The commercial component of Ghana’s total external debt has exceeded 50 percent— which is more than double the share two decades ago when the country was classified as a Highly Indebted Poor Country (HIPC).
According to the Finance Ministry’s 2020 Public Debt Statistical Bulletin, 51.1 percent of the country’s GH¢141.8 billion external debt stock is owed to commercial lenders, with the regular issuance of Eurobonds largely driving this development.
Between 2017 and 2020, the stock of outstanding Eurobonds increased by more than GH¢42 billion, from GH¢16.3 billion to GH¢58.6 billion.
The country raised US$2 billion in 2018, US$3 billion in 2019 and US$3 billion in 2020 through Eurobonds. Just last week, another US$3 billion worth of Eurobonds were sold by the government on the international capital market.
The rise in the commercial component of Ghana’s external debt translates into a more expensive debt servicing cost, as commercial loans cost more than the concessional credit that is usually obtained from multilateral institutions like the World Bank, International Monetary Fund and African Development Bank.
Due to Ghana’s middle-income status, the country has seen reduced access to concessional loans, which has fuelled the rapid increase in commercial borrowing.
Rising external commercial borrowing has meanwhile contributed to making interest payments the biggest expenditure item on government’s books for 2021.

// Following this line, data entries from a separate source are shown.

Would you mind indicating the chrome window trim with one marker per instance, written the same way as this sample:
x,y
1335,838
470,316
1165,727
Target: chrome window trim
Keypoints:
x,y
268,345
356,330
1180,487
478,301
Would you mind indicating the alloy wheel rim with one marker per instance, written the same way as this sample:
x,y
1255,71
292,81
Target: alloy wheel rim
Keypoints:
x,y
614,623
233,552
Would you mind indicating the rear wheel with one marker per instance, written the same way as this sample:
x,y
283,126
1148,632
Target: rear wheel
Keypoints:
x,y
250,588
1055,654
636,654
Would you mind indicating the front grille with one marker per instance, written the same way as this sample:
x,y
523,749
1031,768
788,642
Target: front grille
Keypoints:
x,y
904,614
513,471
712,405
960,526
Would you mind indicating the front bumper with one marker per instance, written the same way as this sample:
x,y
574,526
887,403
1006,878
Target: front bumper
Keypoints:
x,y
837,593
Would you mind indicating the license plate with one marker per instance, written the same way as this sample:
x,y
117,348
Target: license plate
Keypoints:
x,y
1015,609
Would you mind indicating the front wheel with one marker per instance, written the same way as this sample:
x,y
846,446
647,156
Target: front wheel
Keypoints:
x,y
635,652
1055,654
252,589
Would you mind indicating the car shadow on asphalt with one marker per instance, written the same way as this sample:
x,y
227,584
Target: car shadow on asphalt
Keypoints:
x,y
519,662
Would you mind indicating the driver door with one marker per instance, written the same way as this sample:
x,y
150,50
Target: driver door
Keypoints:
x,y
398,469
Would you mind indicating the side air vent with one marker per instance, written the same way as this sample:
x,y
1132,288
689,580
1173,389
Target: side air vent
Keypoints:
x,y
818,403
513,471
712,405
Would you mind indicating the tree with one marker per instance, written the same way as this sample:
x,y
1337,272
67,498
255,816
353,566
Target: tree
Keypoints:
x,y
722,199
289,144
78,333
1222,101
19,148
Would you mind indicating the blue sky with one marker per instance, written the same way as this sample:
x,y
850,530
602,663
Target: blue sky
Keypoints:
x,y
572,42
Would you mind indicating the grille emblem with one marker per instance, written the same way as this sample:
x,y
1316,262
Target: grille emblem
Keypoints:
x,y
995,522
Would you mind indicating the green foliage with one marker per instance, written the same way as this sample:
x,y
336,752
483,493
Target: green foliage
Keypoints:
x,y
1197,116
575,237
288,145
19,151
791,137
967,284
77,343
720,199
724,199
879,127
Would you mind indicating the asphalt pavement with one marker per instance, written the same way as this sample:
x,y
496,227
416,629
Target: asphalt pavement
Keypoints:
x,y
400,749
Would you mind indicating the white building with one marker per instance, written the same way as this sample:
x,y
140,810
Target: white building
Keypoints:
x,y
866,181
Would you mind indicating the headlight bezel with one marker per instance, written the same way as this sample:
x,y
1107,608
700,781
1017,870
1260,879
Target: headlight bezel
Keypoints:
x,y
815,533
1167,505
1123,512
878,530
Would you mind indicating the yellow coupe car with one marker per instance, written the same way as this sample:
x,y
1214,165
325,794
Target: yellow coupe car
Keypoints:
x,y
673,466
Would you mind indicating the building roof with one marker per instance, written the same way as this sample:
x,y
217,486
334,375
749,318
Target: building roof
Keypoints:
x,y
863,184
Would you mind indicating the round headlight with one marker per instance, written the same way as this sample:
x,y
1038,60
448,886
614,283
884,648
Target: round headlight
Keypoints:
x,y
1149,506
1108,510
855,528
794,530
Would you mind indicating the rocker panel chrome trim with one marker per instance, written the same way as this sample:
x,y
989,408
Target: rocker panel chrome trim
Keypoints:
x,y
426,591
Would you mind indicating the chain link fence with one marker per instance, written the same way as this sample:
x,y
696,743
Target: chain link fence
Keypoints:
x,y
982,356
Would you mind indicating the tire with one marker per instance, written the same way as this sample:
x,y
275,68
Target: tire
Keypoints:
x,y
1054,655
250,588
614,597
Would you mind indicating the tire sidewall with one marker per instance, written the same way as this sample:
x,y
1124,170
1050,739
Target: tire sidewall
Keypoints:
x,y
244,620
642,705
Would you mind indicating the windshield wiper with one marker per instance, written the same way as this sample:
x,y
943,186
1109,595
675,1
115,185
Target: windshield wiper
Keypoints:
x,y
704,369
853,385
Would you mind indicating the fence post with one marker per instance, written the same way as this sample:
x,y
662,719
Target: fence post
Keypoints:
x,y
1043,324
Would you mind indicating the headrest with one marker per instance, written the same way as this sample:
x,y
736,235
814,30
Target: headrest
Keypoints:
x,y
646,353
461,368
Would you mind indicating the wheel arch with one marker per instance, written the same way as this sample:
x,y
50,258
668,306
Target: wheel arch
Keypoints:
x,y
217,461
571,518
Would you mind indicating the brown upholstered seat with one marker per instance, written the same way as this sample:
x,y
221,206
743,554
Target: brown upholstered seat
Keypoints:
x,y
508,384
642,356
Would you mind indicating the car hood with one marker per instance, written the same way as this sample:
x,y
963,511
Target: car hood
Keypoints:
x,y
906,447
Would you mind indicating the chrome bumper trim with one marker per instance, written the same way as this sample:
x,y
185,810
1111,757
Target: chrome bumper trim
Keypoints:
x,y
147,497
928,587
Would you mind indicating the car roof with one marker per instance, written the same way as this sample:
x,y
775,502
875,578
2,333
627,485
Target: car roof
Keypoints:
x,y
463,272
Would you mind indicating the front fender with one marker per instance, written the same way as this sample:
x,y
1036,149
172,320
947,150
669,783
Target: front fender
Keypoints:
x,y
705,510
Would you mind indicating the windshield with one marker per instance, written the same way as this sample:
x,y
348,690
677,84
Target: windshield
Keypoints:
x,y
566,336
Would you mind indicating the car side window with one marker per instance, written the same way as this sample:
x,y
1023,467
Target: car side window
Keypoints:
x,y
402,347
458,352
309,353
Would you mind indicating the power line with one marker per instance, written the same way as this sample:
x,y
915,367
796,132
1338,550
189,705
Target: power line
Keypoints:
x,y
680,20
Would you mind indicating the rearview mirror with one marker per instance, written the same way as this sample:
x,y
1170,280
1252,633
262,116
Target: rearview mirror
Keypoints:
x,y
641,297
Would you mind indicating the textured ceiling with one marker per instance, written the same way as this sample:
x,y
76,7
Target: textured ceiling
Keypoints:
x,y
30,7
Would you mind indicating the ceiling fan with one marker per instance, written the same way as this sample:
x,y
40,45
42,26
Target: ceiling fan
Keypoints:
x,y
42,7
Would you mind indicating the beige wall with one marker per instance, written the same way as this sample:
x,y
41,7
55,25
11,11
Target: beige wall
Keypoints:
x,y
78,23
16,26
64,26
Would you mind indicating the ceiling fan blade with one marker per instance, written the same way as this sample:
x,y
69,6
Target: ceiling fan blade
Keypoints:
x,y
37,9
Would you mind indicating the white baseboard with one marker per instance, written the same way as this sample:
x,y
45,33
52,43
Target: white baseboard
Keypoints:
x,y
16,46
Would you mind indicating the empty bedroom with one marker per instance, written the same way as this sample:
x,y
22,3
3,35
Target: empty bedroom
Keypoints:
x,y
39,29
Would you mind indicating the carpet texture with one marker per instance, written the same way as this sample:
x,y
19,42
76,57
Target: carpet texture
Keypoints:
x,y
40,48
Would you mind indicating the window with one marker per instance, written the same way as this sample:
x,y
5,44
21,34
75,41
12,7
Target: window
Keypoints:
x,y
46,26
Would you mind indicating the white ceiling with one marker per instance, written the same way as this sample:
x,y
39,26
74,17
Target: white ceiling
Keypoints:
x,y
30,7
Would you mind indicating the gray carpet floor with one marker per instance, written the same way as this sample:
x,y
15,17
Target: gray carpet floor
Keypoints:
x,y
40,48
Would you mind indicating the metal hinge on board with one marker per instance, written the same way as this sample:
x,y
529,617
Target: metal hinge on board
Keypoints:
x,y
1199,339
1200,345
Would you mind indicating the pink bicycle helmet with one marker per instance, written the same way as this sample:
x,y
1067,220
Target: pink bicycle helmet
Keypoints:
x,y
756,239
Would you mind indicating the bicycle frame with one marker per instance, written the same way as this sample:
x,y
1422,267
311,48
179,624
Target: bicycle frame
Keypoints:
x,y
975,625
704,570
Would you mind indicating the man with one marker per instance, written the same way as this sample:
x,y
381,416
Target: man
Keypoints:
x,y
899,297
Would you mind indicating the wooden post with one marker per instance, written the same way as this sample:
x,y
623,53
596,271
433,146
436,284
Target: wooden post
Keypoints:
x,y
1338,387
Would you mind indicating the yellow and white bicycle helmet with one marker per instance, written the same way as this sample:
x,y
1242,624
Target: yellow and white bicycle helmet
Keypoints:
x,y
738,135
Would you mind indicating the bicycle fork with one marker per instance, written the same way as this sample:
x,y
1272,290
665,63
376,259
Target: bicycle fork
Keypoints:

According to the 2021 budget statement presented to lawmakers last month, government will spend GH¢35.9 billion as interest payments, whereas workers’ compensation is expected to amount to GH¢30.3 billion.
Compensation paid to workers has historically been government’s biggest expenditure item, but rising public debt since the late 2000s has rapidly pushed up interest spending, which has now eclipsed the compensation bill.
In the 2021 budget, government sought parliamentary approval to spend GH¢110 billion on its programmes and initiatives, with 31 percent of the amount dedicated to debt servicing.
Since 2013, the country has turned to Eurobonds to finance the fiscal deficit as well as refinance more expensive domestic debts.
Government has set its sights on bringing down the fiscal deficit from 11.7 percent to 9.5 percent of GDP in 2021 in a bid to achieve fiscal consolidation and help contain the rate of debt accumulation.